Back in Buenos Aires, Isabel found her chance to sing. In March 1934 she joined the cast of the Narcisín group in the play "The Phantom of the Opera" staged at the Teatro Fémina succesfully. Isabel's photo a couple of times appeared in the Sintonía magazine. In one of them with a favorable epigraph: "a pleasant soprano". She also appeared at the play "Las joyas de Fausto", she sang in Bahía Blanca, Rosario and, at the Teatro Nacional, performed the tango "Silencio", but she soon quit her showbiz career.

That same year Gardel, from the United States and with Defino's help, decided to break up with the Martínez del Valle family. His last gift to Isabel was a house on Directorio Street which had to be paid in installments.

In November 1934 the definitive breakup took place. Isabel and her family lived in a rented house and Gardel was their guarantor. They had stopped paying and the owner threatened them with eviction; simultaneously, the installments for the Directorio house had not been paid since five months before. Defino talked about the issue with Isabel and her brother Ignacio and they reached an agreement: they accepted to move when Defino promised, as Gardel's proxy, that the debt of the Directorio house would be paid. They, in exchange, promised never to bother the singer anymore.

On November 20 the Martínez del Valles moved, Defino cancelled the debt for the rent with the owner and updated the book of payments of the house on Directorio. According to Defino, in conversations with Ignacio and with Isabel, it was understood that they would never turn to the singer and also his relationship with them all was ended. Only Ignacio would deal with Defino in order to hand him the book of payments of the house to be able to pay. As a last favor Isabel had asked Defino to rescue a ring from the pawnshop, but Gardel's proxy did not accept it. According to Defino, the situation with Isabel had become so tense because of her behavior. Had Isabel obeyed Gardel's decisions from the beginning her house would have already been paid. Ignacio agreed with him and they blamed Razzano because, according to Ignacio, was who advised her.

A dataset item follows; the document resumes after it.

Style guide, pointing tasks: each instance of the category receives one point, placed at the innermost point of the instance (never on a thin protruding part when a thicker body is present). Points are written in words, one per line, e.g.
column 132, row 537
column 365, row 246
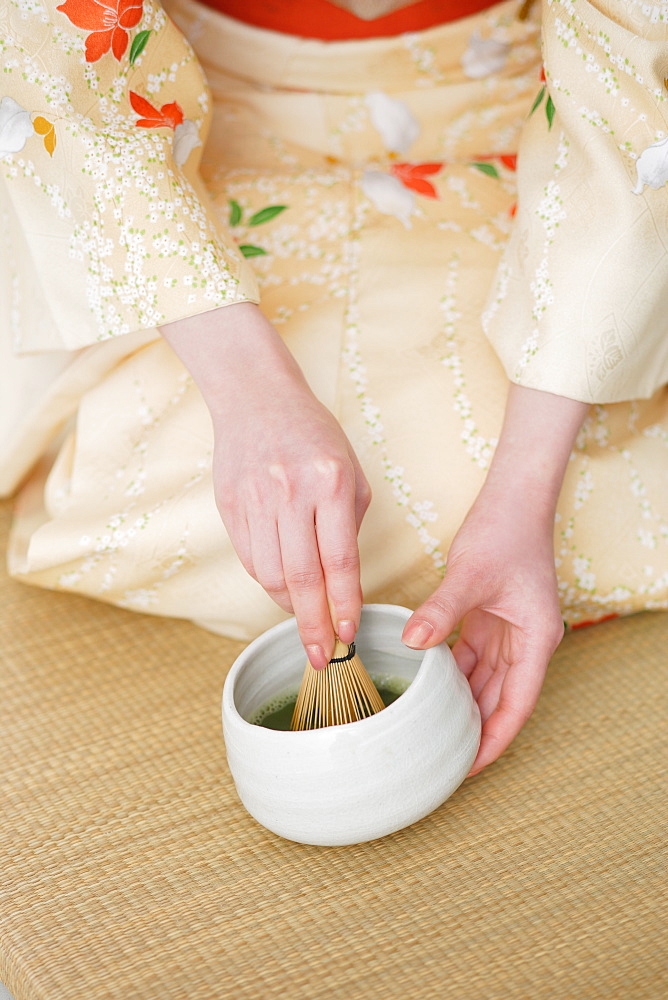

Isabel never admitted publicly that her relation with Gardel was broken. At the time of the accident in Medellín, on the contrary, she went on with the fiction of the affair until the end of her life. She was present at the mass at the Iglesia Santa Rosa de Lima and the media of the time mentioned her as his "fiancée". She encouraged the image of a disconsolate fiancée.

But life went on. Isabel married to Mario Fattori and they became parents of a boy, Martín. They settled in Uruguay where they owned a factory that manufactured pasta. They underwent several vicissitudes, lived in Punta del Este, went bankrupt with the factory, run a restaurant named Canario, rented the Hotel British House, run La Barra Hotel of Maldonado and the Arco Baleno. In the 70s the hotel was closed but they continued with the restaurant. Being a vidow, she returned to Argentina and appeared on TV programs and was interviewed to give details of her relationship with Carlos, in a way more romantic than what it truly was.

In her last years she had been working for Bestline, an enterprise of cleaning products . She had heart troubles and on May 4, 1990 she died in her house in Villa Ballester. Today she is a part of the Gardelian myth: the "everlasting fiancée" of Carlos Gardel.